The thing you want doesn’t exist; that is an anamorphic Squeeze version of Jaws. Laserdisc is an NTSC/PAL format so it only makes 4:3 video, period. You can matte things off (letter box) or you can optically compress it (Squeeze) but it is always 4:3 latently. This is because wide TVs barely existed before the early 90s and only in Japan.

If there is a full frame version of Jaws (I know very little about this movie) then you could get that and Zoom it, matte it to 16:9, that’s what is normally done. If it’s a letter box version then when you Zoom it you should be left with very little to no black bars. You have to have a decent TV though, a lot of the crap ones don’t have decent zoom modes. (Guideline: if it was over 40” and you payed less than $600 it’s probably crap).

So you are saying any wide-screen or letterboxed versions of LD(unless squeezed) means I will have black bars all around on a modern wide screen tv, and hence I will be losing image area/space since its basically a 16:9 image implemented WITHIN a 4:3 box?
Unfortunately, zooming doesn't work, as zooming means that picture quality will degrade.

As for which version of "Jaws" to get, the "Signature Collection" versions are the best.

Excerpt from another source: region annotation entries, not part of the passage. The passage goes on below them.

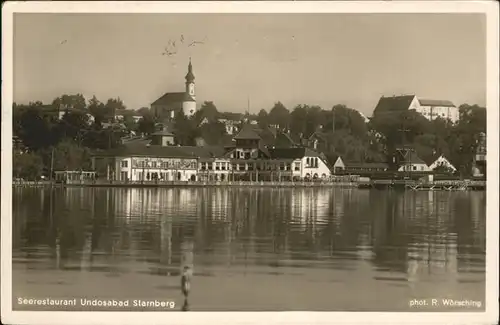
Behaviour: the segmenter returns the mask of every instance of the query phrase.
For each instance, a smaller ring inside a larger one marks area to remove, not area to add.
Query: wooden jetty
[[[358,183],[358,188],[404,189],[411,191],[467,191],[485,190],[485,180],[369,180]]]

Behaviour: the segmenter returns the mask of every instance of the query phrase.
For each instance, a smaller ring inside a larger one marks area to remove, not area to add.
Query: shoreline
[[[91,187],[91,188],[173,188],[173,187],[262,187],[262,188],[357,188],[357,189],[401,189],[413,191],[467,191],[486,190],[486,181],[434,181],[418,182],[408,180],[371,180],[371,181],[328,181],[328,182],[251,182],[251,181],[226,181],[226,182],[123,182],[123,181],[73,181],[67,183],[44,182],[13,182],[15,188],[37,187]]]

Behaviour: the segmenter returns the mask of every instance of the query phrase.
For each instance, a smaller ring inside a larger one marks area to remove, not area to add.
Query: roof
[[[389,168],[387,163],[368,163],[345,161],[344,165],[350,168]]]
[[[245,124],[241,131],[234,137],[235,140],[261,140],[255,129],[248,124]]]
[[[143,143],[130,143],[118,148],[108,150],[99,156],[112,157],[165,157],[165,158],[196,158],[192,153],[184,151],[181,147],[144,145]]]
[[[186,93],[165,93],[163,96],[155,100],[151,105],[171,105],[182,103],[186,99]]]
[[[108,150],[99,156],[148,156],[164,158],[214,158],[222,157],[225,153],[224,147],[220,146],[161,146],[146,145],[144,142],[127,143],[118,148]]]
[[[167,130],[159,130],[159,131],[156,131],[155,133],[151,134],[153,136],[173,136],[174,134],[172,132],[168,132]]]
[[[141,114],[135,110],[132,109],[117,109],[115,111],[115,116],[116,115],[123,115],[123,116],[140,116]]]
[[[313,138],[317,138],[322,141],[327,141],[327,134],[321,130],[317,130],[308,137],[309,140],[312,140]]]
[[[303,157],[320,157],[319,153],[309,148],[274,148],[269,149],[273,159],[299,159]]]
[[[184,146],[178,147],[184,152],[199,158],[217,158],[222,157],[226,153],[226,150],[222,146]]]
[[[410,104],[415,98],[415,95],[405,95],[405,96],[392,96],[392,97],[384,97],[382,96],[373,114],[380,112],[396,112],[396,111],[404,111],[410,108]]]
[[[442,107],[455,107],[449,100],[440,100],[440,99],[419,99],[418,102],[422,106],[442,106]]]
[[[416,153],[412,152],[408,154],[408,157],[404,160],[403,164],[425,164],[427,163],[422,160]]]
[[[295,141],[293,141],[293,139],[290,137],[289,134],[279,132],[276,135],[274,146],[277,148],[289,148],[289,147],[296,147],[297,144],[295,143]]]

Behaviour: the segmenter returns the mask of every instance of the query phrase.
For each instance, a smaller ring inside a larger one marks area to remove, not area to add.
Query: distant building
[[[62,120],[62,118],[64,117],[64,115],[66,115],[67,113],[80,113],[80,114],[84,114],[87,116],[87,124],[88,125],[91,125],[92,123],[95,122],[95,117],[94,115],[88,113],[87,111],[84,111],[84,110],[78,110],[78,109],[74,109],[74,108],[60,108],[58,110],[58,113],[57,113],[57,117]]]
[[[332,169],[334,174],[365,174],[370,172],[385,172],[389,170],[389,165],[386,163],[344,161],[339,156],[335,159]]]
[[[419,99],[416,95],[382,96],[374,110],[375,114],[415,110],[428,120],[442,118],[457,123],[459,109],[449,100]]]
[[[239,131],[238,125],[240,124],[240,121],[228,120],[224,118],[220,118],[218,121],[224,124],[227,134],[233,135]]]
[[[399,163],[398,172],[429,172],[431,169],[417,153],[409,151],[407,156]]]
[[[194,89],[194,73],[191,59],[189,59],[186,74],[185,90],[183,92],[168,92],[151,104],[151,110],[159,120],[171,120],[177,112],[184,112],[186,116],[196,113],[196,96]]]
[[[115,122],[124,122],[126,117],[130,117],[137,123],[141,120],[142,115],[131,109],[120,109],[115,112]]]
[[[94,156],[93,166],[101,176],[121,181],[291,181],[330,176],[318,152],[268,147],[253,125],[246,124],[233,140],[226,147],[172,146],[173,135],[158,131],[149,142],[131,141]]]
[[[430,170],[437,170],[437,169],[449,170],[452,173],[457,171],[455,166],[453,166],[453,164],[444,155],[439,155],[437,157],[431,158],[431,162],[429,164],[429,169]]]
[[[474,176],[486,175],[486,133],[484,132],[479,133],[473,165]]]

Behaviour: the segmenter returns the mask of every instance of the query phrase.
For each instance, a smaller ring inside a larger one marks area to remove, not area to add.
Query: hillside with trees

There "limited edition" version has the film in CAV and includes a paperback book and CD soundtrack. The standard "Signature Collection" replaces Discs 1 & 2 from the CAV version with a single CLV disc and drops the CD and book.

Hey, are you the owner of website? I was reading an article on Signature Collection releases on there yesterday what a coincidence :lol:
I thought the website is a relic from early 2000 that has just stayed up forgotten by the owner.
Frankly if you want to maximise image quality this isn't the hobby for you, just buy it on Blu-ray. There is a reason why nobody makes new LaserDiscs any more after all! Most of us are here because we are interested in the format in some way, either due to the rare content, or the impressive special edition sets, or simply for the interest of seeing an old format in action.

For most films on LD you had two options. Either a pan and scan (or open matte if you're lucky) version that displays the film in 4:3 by cutting off part of the picture (or adding additional picture for open matte) compared to the cinematic version, or a letterbox version that has hard-coded black bars on the top and bottom of the screen. On a modern TV you can zoom in on the latter. Anamorphic LDs were rare simply because most people had 4:3 screens and there was no way to display the image correctly on the vast majority of 4:3 tellies (the most notable exception being certain Sony models which could add letterboxing for you). DVD players fixed this by having the ability to add letterboxing in the DVD player itself but Laserdisc players weren't designed for this as nobody foresaw widescreen TV in 1978.

So with this newfound knowledge in mind, there are actually quite a few reasons you might be interested in getting Jaws on LD. The limited edition boxset as described above is one, and this is fairly typical for the high end of LD collector's boxsets once LD finally found its niche with cinephiles in the late 80s and through the 90s (until DVD killed it). The other interesting Jaws release is that the first ever LaserDisc (or rather, DiscoVision) release way back in the 1970s was the CAV version of Jaws. This of course is pan and scan (it predated the popularity of letterbox releases) and not a great quality transfer so you should only buy this if you are interested in the historical aspect.